Sur la demande de sursis à statuer,

- qu'elle-même et M. [L] étaient poursuivis devant le tribunal correctionnel, conjointement pour le motif de création d'un parking et qu'il a été considéré que « Le terrain utilisé comme parking ayant fait l'objet d'un contrat de bail en janvier 2017, contrat destiné à asseoir sur utilisation, il appartient au tribunal de considérer a minima entre ces deux dates, la création progressive en fait puis en droit d'une aire de stationnement, sans jamais qu'une demande de permis d'aménager ne soit faite et sans qu'il soit nécessaire de caractériser un quelconque aménagement physique des lieux. [S] [L] propriétaire du terrain, ne peut arguer de son ignorance au regard des courriers transmis en mains propres par la Mairie dès 2016, (') »,

- qu'il est bien évident que cet attendu vise les parcelles louées propriété de M. [L], soit les parcelles LW[Cadastre 6] et LW73,

- qu'on voit mal comment M. [L] et le tribunal ont donc pu considérer que l'action pénale était sans lien avec celle engagée devant le tribunal paritaire des baux ruraux,

- que l'instance en résiliation n'est autre que la conséquence des poursuites judiciaires et notamment pénales à l'encontre de M. [L],

Sur l'irrecevabilité des demandes de M. [L],

- qu'il n'y a pas de changement de destination des lieux,

- le bail concédé à compter du 1er janvier 2017 n'est autre que la régularisation d'un bail verbal antérieur datant de 2015, pour assurer la sécurité juridique en regard du courrier adressé par la commune d'[Localité 11] à M. [L] en juillet 2016 en ces termes : « Concernant la problématique de l'aménagement d'une aire de stationnement en zone agricole sur une surface de plusieurs milliers de mètres carrés, je vous renvoie au courrier adressé à Monsieur [L] le 3 mars 2016 (') »,

- la location de ces parcelles et l'usage qui en était fait dès cette époque, est confirmée par les reçus établis par M. [L] à compter des années 2015 et 2016,

- ce n'est pas sans raison que le bail mentionne de façon opportune : « Ladite parcelle est destinée à un usage accessoire (') »,

- cela va dans le sens des déclarations spontanées de M. [L] lors de son audition du 28 février 2020 par la gendarmerie : « Je savais qu'il avait commencé son activité de ferme animalière depuis quelques années.
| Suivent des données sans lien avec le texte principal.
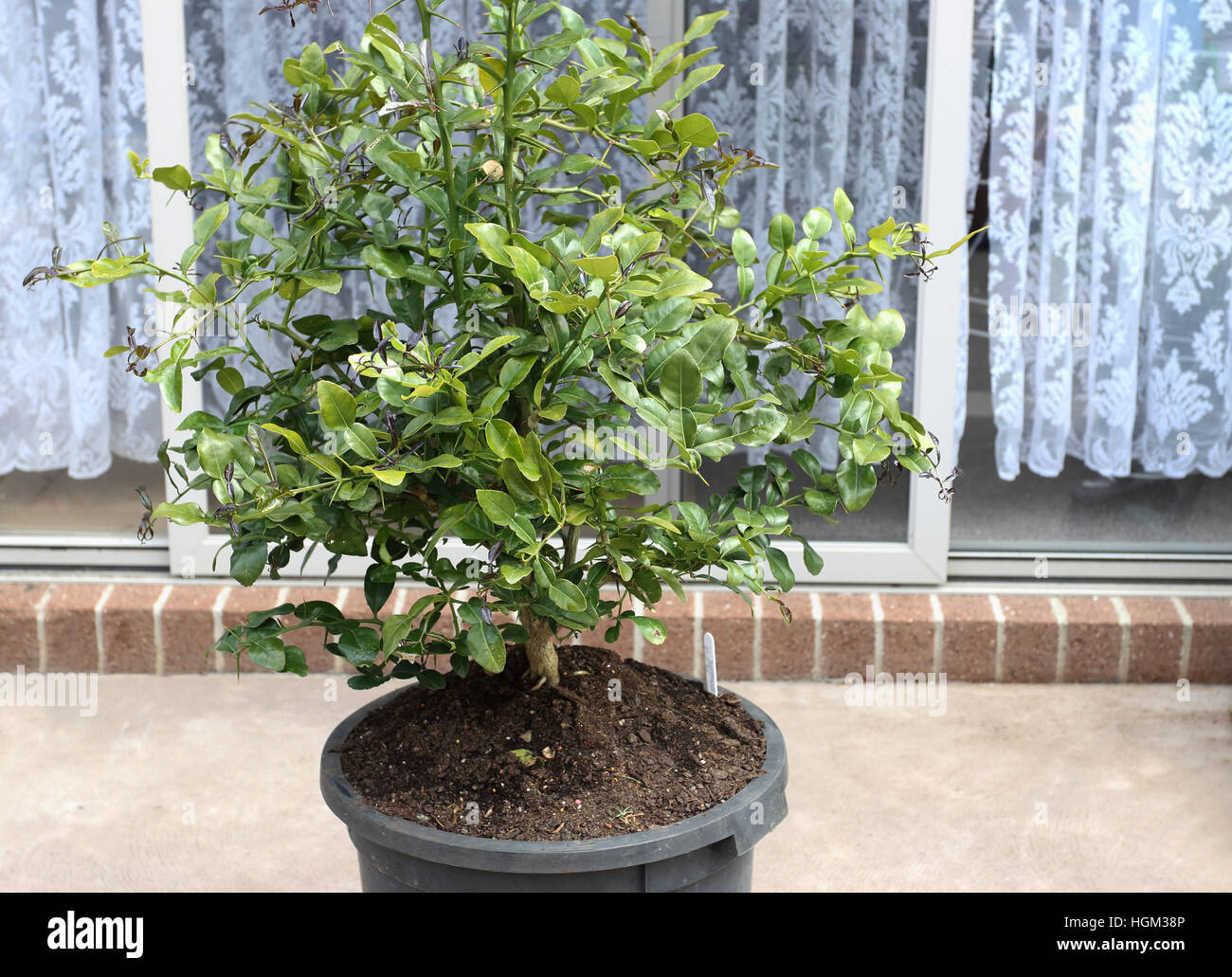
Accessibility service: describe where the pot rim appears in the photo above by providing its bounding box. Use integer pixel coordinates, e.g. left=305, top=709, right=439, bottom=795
left=320, top=678, right=788, bottom=872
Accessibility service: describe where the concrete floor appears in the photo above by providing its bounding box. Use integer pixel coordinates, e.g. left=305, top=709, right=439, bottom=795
left=0, top=675, right=1232, bottom=891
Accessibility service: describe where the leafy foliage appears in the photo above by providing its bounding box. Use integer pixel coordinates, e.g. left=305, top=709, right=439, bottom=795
left=32, top=0, right=960, bottom=687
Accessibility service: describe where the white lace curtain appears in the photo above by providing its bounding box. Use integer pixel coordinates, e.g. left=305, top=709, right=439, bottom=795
left=686, top=0, right=928, bottom=464
left=0, top=0, right=161, bottom=478
left=0, top=0, right=1232, bottom=487
left=977, top=0, right=1232, bottom=479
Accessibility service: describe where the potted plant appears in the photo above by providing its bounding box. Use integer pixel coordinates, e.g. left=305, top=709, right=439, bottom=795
left=31, top=0, right=966, bottom=891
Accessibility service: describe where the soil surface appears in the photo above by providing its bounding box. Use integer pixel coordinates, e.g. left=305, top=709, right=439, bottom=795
left=341, top=645, right=765, bottom=841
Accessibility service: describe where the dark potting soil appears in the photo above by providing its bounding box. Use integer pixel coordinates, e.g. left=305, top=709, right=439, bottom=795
left=341, top=645, right=765, bottom=841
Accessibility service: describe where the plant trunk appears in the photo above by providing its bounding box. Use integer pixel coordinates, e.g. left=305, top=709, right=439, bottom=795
left=520, top=607, right=561, bottom=686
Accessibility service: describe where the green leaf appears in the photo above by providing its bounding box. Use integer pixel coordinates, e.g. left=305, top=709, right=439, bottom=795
left=465, top=225, right=513, bottom=267
left=364, top=563, right=398, bottom=615
left=475, top=489, right=517, bottom=526
left=633, top=615, right=668, bottom=644
left=230, top=543, right=266, bottom=587
left=337, top=625, right=381, bottom=668
left=197, top=427, right=235, bottom=478
left=834, top=188, right=855, bottom=223
left=800, top=207, right=833, bottom=241
left=484, top=418, right=524, bottom=461
left=660, top=350, right=702, bottom=407
left=770, top=213, right=796, bottom=251
left=244, top=636, right=287, bottom=672
left=151, top=165, right=192, bottom=190
left=192, top=201, right=230, bottom=244
left=834, top=459, right=878, bottom=513
left=767, top=547, right=796, bottom=590
left=732, top=407, right=788, bottom=447
left=732, top=228, right=758, bottom=268
left=317, top=379, right=354, bottom=431
left=682, top=9, right=727, bottom=45
left=573, top=255, right=620, bottom=282
left=672, top=112, right=718, bottom=147
left=465, top=624, right=505, bottom=673
left=262, top=424, right=308, bottom=455
left=360, top=244, right=410, bottom=279
left=547, top=580, right=587, bottom=611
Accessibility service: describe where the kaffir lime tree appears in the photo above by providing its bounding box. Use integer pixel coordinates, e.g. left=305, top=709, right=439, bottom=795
left=31, top=0, right=966, bottom=687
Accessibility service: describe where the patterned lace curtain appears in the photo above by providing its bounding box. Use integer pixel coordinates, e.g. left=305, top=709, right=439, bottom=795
left=0, top=0, right=161, bottom=478
left=686, top=0, right=931, bottom=465
left=981, top=0, right=1232, bottom=479
left=184, top=0, right=645, bottom=414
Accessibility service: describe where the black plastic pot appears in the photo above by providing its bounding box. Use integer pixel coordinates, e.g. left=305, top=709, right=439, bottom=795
left=320, top=686, right=788, bottom=892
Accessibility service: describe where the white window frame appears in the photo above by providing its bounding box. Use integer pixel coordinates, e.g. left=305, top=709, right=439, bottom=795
left=9, top=0, right=1207, bottom=587
left=142, top=0, right=973, bottom=584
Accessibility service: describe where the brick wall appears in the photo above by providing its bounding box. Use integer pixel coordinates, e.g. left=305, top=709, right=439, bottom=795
left=0, top=579, right=1232, bottom=682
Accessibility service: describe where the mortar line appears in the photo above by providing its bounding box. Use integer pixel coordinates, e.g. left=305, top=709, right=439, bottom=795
left=209, top=587, right=230, bottom=672
left=869, top=591, right=886, bottom=678
left=34, top=584, right=56, bottom=672
left=928, top=594, right=945, bottom=675
left=94, top=584, right=116, bottom=675
left=808, top=592, right=822, bottom=680
left=752, top=598, right=763, bottom=681
left=153, top=584, right=175, bottom=675
left=988, top=594, right=1006, bottom=681
left=1112, top=598, right=1133, bottom=681
left=1171, top=598, right=1194, bottom=678
left=1048, top=598, right=1069, bottom=681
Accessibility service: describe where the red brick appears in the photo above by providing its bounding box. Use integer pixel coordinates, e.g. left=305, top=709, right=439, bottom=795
left=761, top=590, right=817, bottom=678
left=701, top=590, right=753, bottom=685
left=822, top=594, right=876, bottom=678
left=102, top=584, right=163, bottom=675
left=223, top=583, right=295, bottom=672
left=1001, top=595, right=1057, bottom=681
left=0, top=582, right=50, bottom=672
left=642, top=591, right=698, bottom=675
left=939, top=594, right=997, bottom=681
left=1182, top=598, right=1232, bottom=685
left=274, top=587, right=342, bottom=673
left=1060, top=596, right=1121, bottom=681
left=160, top=584, right=223, bottom=675
left=44, top=584, right=105, bottom=672
left=561, top=590, right=641, bottom=664
left=879, top=594, right=936, bottom=674
left=1125, top=598, right=1184, bottom=682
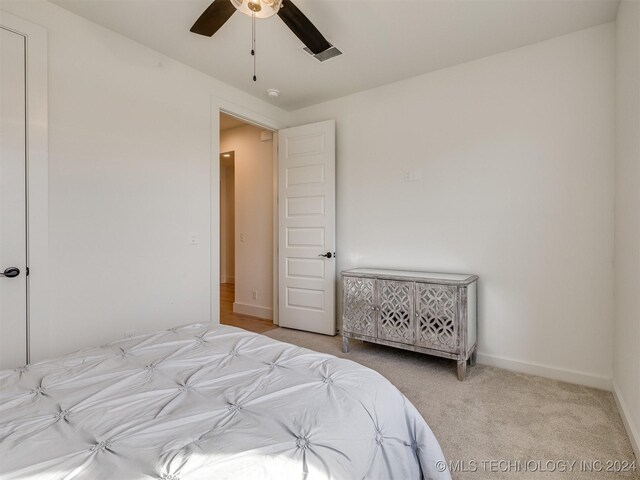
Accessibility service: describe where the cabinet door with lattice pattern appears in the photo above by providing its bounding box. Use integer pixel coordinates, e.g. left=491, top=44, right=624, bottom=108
left=378, top=280, right=414, bottom=344
left=416, top=283, right=458, bottom=353
left=342, top=277, right=376, bottom=337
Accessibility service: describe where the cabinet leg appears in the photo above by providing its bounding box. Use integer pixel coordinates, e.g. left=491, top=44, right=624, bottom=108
left=458, top=360, right=467, bottom=382
left=469, top=350, right=476, bottom=367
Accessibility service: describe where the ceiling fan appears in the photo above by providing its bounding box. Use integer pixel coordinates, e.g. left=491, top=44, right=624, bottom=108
left=191, top=0, right=332, bottom=55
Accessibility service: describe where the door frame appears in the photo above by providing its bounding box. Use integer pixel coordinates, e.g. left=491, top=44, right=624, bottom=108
left=209, top=100, right=287, bottom=325
left=0, top=11, right=50, bottom=363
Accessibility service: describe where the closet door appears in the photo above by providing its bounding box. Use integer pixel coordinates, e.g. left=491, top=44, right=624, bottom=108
left=378, top=280, right=414, bottom=344
left=342, top=276, right=377, bottom=337
left=415, top=283, right=458, bottom=353
left=0, top=27, right=27, bottom=369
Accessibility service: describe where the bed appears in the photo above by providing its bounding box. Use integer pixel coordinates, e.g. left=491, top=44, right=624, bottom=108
left=0, top=324, right=450, bottom=480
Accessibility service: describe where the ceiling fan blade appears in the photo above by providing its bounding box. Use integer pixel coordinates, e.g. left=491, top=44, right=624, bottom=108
left=191, top=0, right=236, bottom=37
left=278, top=0, right=331, bottom=55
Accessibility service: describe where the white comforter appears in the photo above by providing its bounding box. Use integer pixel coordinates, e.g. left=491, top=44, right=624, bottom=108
left=0, top=324, right=450, bottom=480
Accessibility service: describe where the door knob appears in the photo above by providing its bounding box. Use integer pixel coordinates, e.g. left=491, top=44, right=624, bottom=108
left=0, top=267, right=20, bottom=278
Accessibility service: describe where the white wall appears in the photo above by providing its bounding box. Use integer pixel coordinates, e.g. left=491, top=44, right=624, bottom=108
left=292, top=23, right=615, bottom=388
left=613, top=1, right=640, bottom=459
left=220, top=125, right=273, bottom=319
left=0, top=1, right=287, bottom=360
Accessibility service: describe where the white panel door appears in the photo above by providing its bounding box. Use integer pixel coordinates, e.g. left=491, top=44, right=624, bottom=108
left=0, top=27, right=27, bottom=369
left=278, top=120, right=336, bottom=335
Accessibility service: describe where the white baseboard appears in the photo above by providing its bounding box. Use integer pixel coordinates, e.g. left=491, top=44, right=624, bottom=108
left=233, top=302, right=273, bottom=320
left=477, top=352, right=611, bottom=391
left=612, top=378, right=640, bottom=461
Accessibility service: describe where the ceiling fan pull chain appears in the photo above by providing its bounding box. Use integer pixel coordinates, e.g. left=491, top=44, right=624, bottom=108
left=251, top=13, right=257, bottom=82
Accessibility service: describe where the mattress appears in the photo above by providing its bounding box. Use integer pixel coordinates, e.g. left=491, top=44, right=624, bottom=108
left=0, top=324, right=450, bottom=480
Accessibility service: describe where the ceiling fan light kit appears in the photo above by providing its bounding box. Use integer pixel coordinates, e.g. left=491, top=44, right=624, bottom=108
left=231, top=0, right=282, bottom=18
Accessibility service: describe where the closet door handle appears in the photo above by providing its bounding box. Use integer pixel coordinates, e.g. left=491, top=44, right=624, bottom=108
left=0, top=267, right=20, bottom=278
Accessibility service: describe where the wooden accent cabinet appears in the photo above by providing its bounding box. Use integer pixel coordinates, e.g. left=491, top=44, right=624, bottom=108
left=341, top=268, right=478, bottom=380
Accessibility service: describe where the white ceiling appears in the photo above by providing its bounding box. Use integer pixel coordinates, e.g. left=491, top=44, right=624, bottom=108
left=53, top=0, right=618, bottom=110
left=220, top=113, right=247, bottom=132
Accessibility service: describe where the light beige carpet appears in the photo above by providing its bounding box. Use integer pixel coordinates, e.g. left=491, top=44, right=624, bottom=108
left=265, top=328, right=640, bottom=480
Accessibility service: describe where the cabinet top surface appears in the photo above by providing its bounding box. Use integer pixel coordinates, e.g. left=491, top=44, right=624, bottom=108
left=342, top=268, right=478, bottom=285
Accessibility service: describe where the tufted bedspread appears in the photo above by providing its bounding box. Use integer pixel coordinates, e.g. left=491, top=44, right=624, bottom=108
left=0, top=324, right=450, bottom=480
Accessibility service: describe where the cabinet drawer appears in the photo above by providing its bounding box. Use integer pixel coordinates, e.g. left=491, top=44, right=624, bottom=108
left=378, top=280, right=414, bottom=344
left=342, top=276, right=377, bottom=337
left=415, top=283, right=459, bottom=353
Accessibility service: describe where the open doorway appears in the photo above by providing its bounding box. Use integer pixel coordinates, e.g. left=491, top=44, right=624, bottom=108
left=219, top=112, right=275, bottom=333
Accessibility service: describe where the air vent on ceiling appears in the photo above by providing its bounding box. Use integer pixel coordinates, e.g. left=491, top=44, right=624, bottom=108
left=303, top=46, right=342, bottom=62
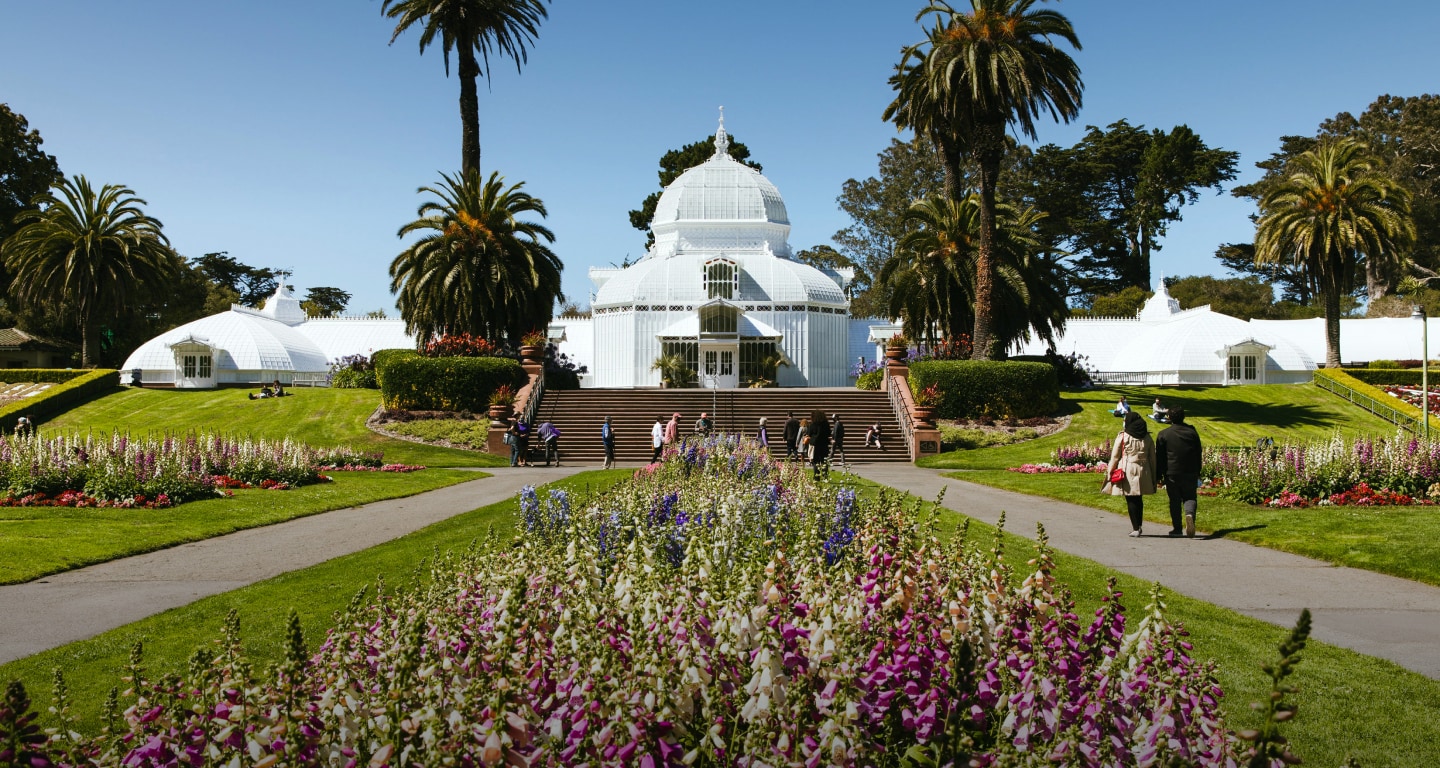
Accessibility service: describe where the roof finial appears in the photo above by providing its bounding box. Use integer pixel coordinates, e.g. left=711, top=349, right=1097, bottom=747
left=716, top=107, right=730, bottom=157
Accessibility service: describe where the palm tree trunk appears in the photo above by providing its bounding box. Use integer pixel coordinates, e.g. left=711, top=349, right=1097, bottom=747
left=456, top=45, right=480, bottom=174
left=971, top=134, right=1004, bottom=360
left=1325, top=285, right=1341, bottom=367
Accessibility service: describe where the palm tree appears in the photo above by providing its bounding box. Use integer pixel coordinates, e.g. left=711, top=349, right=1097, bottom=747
left=380, top=0, right=549, bottom=173
left=390, top=173, right=564, bottom=344
left=880, top=195, right=1068, bottom=347
left=1256, top=138, right=1416, bottom=367
left=887, top=0, right=1083, bottom=360
left=0, top=176, right=180, bottom=367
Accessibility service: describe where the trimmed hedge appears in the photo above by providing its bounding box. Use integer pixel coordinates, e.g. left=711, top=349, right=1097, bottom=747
left=376, top=353, right=528, bottom=414
left=0, top=367, right=120, bottom=429
left=1341, top=366, right=1440, bottom=386
left=910, top=360, right=1060, bottom=419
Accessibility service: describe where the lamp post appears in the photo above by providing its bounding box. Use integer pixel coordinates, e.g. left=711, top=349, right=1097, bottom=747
left=1410, top=305, right=1430, bottom=440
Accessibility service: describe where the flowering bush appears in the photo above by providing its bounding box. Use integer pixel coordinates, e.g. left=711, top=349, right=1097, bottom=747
left=1050, top=438, right=1110, bottom=465
left=420, top=333, right=503, bottom=357
left=0, top=432, right=382, bottom=507
left=0, top=437, right=1259, bottom=768
left=1201, top=432, right=1440, bottom=504
left=1005, top=463, right=1106, bottom=474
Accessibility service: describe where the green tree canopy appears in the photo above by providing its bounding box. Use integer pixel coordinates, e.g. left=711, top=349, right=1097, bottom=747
left=1030, top=120, right=1240, bottom=294
left=0, top=104, right=60, bottom=242
left=390, top=173, right=564, bottom=346
left=0, top=176, right=181, bottom=366
left=1256, top=138, right=1416, bottom=367
left=380, top=0, right=549, bottom=173
left=629, top=134, right=765, bottom=251
left=300, top=285, right=350, bottom=317
left=884, top=0, right=1084, bottom=360
left=190, top=251, right=279, bottom=305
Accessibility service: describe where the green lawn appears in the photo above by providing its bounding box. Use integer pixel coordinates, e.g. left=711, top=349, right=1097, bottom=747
left=0, top=470, right=1440, bottom=768
left=42, top=388, right=510, bottom=467
left=0, top=470, right=487, bottom=584
left=920, top=385, right=1440, bottom=585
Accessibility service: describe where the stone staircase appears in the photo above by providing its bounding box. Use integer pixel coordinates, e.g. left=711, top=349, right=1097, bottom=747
left=531, top=388, right=910, bottom=465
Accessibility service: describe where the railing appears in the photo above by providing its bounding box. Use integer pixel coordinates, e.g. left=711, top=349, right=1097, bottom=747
left=1315, top=376, right=1424, bottom=434
left=886, top=366, right=914, bottom=461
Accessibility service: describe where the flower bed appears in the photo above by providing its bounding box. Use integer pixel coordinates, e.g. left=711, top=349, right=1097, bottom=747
left=1005, top=463, right=1106, bottom=474
left=0, top=432, right=382, bottom=509
left=8, top=438, right=1272, bottom=768
left=1201, top=432, right=1440, bottom=506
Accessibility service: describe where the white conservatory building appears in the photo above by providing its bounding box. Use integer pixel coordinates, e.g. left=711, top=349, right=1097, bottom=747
left=121, top=282, right=415, bottom=389
left=552, top=115, right=864, bottom=389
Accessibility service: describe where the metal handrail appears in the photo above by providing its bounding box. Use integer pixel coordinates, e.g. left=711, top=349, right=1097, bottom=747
left=1315, top=376, right=1423, bottom=434
left=886, top=366, right=914, bottom=461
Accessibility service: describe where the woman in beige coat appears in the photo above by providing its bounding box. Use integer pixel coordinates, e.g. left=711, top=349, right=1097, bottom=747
left=1100, top=411, right=1155, bottom=536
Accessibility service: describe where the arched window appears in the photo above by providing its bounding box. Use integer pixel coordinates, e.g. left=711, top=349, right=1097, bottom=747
left=700, top=305, right=740, bottom=336
left=706, top=259, right=740, bottom=300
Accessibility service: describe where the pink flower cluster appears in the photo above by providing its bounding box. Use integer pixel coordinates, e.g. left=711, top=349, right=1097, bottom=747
left=1005, top=463, right=1106, bottom=474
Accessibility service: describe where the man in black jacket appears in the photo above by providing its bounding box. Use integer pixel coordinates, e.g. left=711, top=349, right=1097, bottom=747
left=1155, top=405, right=1201, bottom=537
left=782, top=411, right=801, bottom=460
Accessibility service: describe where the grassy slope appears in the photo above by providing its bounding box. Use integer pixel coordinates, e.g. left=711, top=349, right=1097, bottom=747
left=0, top=470, right=485, bottom=584
left=43, top=388, right=510, bottom=467
left=0, top=470, right=1440, bottom=768
left=920, top=385, right=1440, bottom=585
Son activité commençait à prendre de l'ampleur et il cherchait à agrandir. Il m'a donc demandé de lui louer mon terrain pour qu'il serve de parking. Je savais donc que mon terrain allait servir de parking. »,

- que l'action est forclose,

- il est établi que non seulement M. [L] avait connaissance de l'usage des deux parcelles louées en parking, mais que de surcroit il a reconnu lui-même avoir consenti à cet usage,

- l'assignation délivrée par les consorts [D], [Z] et [T], ne manque pas de rappeler la situation en ces termes : « La situation a été vainement dénoncée entre 2017 et 2019 à de multiples reprises par la famille [D] et la famille [T], aussi bien auprès de la municipalité' mais également directement auprès des principaux intéressés à savoir Monsieur [V] [W], la SARL LA FERME ANIMALIERE D'[Localité 11] et Monsieur [S] [L] »,

- le jugement rendu par le tribunal correctionnel le 4 mars 2022 est sans appel sur ce point : « Monsieur [S] [L] entendu à son tour le 28 février 2018, confirmait le bail consenti à [V] [W] depuis janvier 2017 en pleine connaissance de l'usage prévu de parking contre un loyer de 2.000 euros'

Un courrier de la Mairie parait néanmoins dans la procédure, en date du 4 mai 2016, soit avant même le contrat de bail pour lui signaler le caractère irrégulier du parking en cause.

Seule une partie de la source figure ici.